Most of the workers crafting effigies of Ravana in Delhi for Dushera celebrations come from Bihar. For years these Ravana makers have created these huge effigies by the sides of the Najafgarh Road, near the urban village of Titarpur and the middle-class colony of Tagore Garden, in West Delhi.

 


Over the decades Titarpur has become synonymous with these Ravana effigy makers. Every year for two months they occupy every nook and corner along the Najafgarh Road, as their Ravana making workshop. On the days leading up to Dushera, the huge Ravana heads lining the road as one drives through present a curious sight.

This year, however, they did not get permission from the city administration to work here, as they were considered as an impediment to the smooth flow of vehicular traffic. After a legal wrangle, the Ravana makers got a new working site for themselves, in nearby Subash Nagar (Chhatriwala Park) and Hari Nagar (Beriwala Park).

At the new Ravana making site at Beriwala Bagh, the day, as always, begins with a prayer to Ravana. “We begin our day by invoking the blessings of Ravana. We do this because as we all know, Ravana was a great scholar and more importantly, he is responsible for getting us our daily bread,” says Dase Ravanwala, who has been making and remaking Ravana for the past three decades.

Workers such as Ravanwala are employed for a two-month period by the traditional Ravan makers, the Gadia Lohar community, in Delhi. The work, especially making the skeleton and the face of Ravana using strips of bamboo, requires considerable skill. Manu Madho, who comes from Begusarai in Bihar, is one of them: “It is tough work and it involves some skill. But the money is good, which is why every year we come here from Bihar, specially for making Ravanas.”
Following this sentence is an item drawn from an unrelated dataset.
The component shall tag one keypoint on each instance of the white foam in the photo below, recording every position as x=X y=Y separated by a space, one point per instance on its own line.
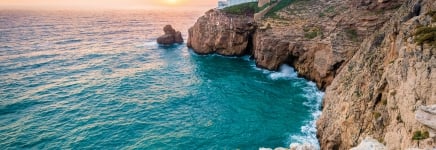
x=285 y=72
x=307 y=139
The effigies are made using a frame of bamboo, which is then given a covering of old saris, which is then pasted over with paper. The last work is the paint job. The challenge is to make Ravanas as tall as 80 feet, with even greater heights reached in case of special orders. These orders come from different parts of the city, and from Haryana, Punjab, U.P. and Rajasthan.

Just three kilometres away, at the Paschim Kalibari temple in Janakpuri, one can witness the Delhi version of Kumartuli, the famous Durga-idol making centre of Kolkata. Here, a group of workers from West Bengal are busy giving shape to Durga and accompanying idols, for the upcoming Durga Puja festival. Every year, these artists come to Delhi from Kolkata and spend three to four months in a makeshift tent, giving shape to these idols.

Paschim Kalibari is one of the main centres of Durga-idol making in the city, the other being C.R Park in South Delhi. Says Jagdish Pal, 44, from Nadia district of West Bengal, “I learnt the art of making idols from my father. I started coming to Delhi almost two decades ago with my father to make idols. He is too old now to make the journey, so I have come here on my own. The money in Delhi is good and our work is also appreciated a lot.”

They create Durga idols using clay, straw and then finally painting. The most important part is the decoration and ornamentation of the idol. “Most of the stuff used in decoration, such as dhak shajja, we have to get from Kolkata,” says Bimal Sen, another idol maker. The artists try each year to come up with new designs and themes for idols, to keep the clients happy.

The challenges faced by the makers of Ravana and Durga are quite similar. The rising prices of the materials present the main challenge. It is a tough fight, especially for the Ravana makers. They also have to deal with poorer working and staying conditions. This year, a new challenge has been added. Says Rajesh Singh, “Najafgarh Road was a good spot to sell Ravana effigies, as the visibility there was good and it was easier to transport the completed effigies from there. But we are not sure about this new site. Now, only a few days are left for Dushera, so things will be clearer soon.”